The SEC’s case against Ripple Labs has drawn a lot of informal comment throughout the industry: to some, the regulator’s pursuit of Ripple is a sign that action is finally being taken against non-compliant digital asset offerings; to others, it’s an example of a massive overreach which could be fatal to the development of the industry.
But it’s also drawn formal amicus curiae applications from people on both ends of the spectrum. An amicus curiae brief is a submission made in a case by a person or entity that is not a party to the action but has some strong interest in it (amicus curiae is Latin for ‘friend of the court’). In this case, 16 companies have requested to make formal submissions in SEC vs. Ripple. On Monday, Judge Analisa Torres granted permission to all 16.
The group is made up mostly of ‘crypto‘ interest groups for whom unchecked initial coin offerings (ICOs) and their analogs are bread and butter: the likes of Coinbase (NASDAQ: COIN), which complains in its proposed brief that ‘rather than engage in rulemaking, the current SEC administration has sought to expand the SEC’s jurisdiction over the cryptocurrency industry through ad hoc enforcement actions, alleging on a retrospective basis that already-trading digital assets… are actually securities subject to SEC regulation.’
But others are filing briefs in support of the SEC, including InvestReady and the New Sports Economy Institute.
“Just like this crypto industry, which suffered its latest huge failure yesterday morning as FTX fell into the hands of Binance, which itself is facing a multitude of investigations and lawsuits for their own practices, the arguments put forth by Ripple and the Amici are a house of cards that is falling faster than Luna’s price did the day it crashed,” it read.
“The token holders weren’t building a payment system, Ripple was. They can argue that some of the nodes were non-Ripple owned and somewhat decentralized, but that decentralization does not alone account for the fact that they are the software engineers primarily working on the project and that they control more than half of the supply of the token.”

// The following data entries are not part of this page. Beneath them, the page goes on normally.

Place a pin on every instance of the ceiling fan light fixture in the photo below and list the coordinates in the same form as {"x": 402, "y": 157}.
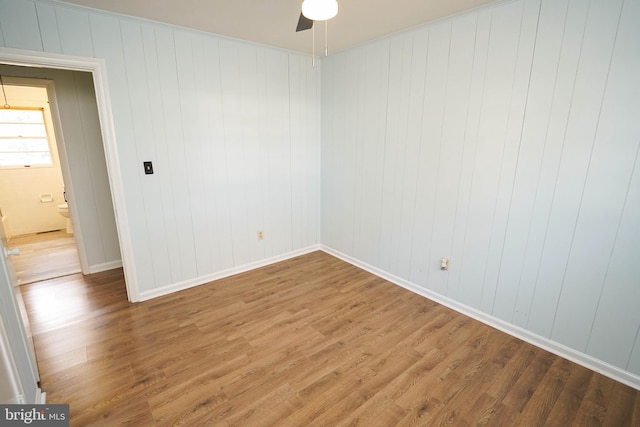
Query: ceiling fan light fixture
{"x": 319, "y": 10}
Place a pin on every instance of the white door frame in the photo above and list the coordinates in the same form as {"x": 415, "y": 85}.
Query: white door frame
{"x": 97, "y": 67}
{"x": 63, "y": 165}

The New Sports Economy Institute wrote in its proposed brief that “crypto is like a chameleon engaging in regulatory arbitrage, branding itself as an asset when it wants to attract capital and appeal to ‘investors’ but a currency when it faces regulatory scrutiny.” Those ‘investing’ in these assets need the protection of the Securities Act, it argues.
Ripple’s hopes of prevailing in its defense against the SEC, which hinges on whether or not XRP amounts to a security, suffered a setback last week when the SEC won a similar case against LBRY, another digital asset offeror. The court granted the SEC’s summary judgment application against that project, saying that ‘LBRY made no secret in its communications with potential investors that it expected to grow in value through its managerial and entrepreneurial efforts’ and that ‘no reasonable trier of fact could reject the SEC’s contention that LBRY offered LBC as a security, and LBRY does not have a triable defense that it lacked fair notice.’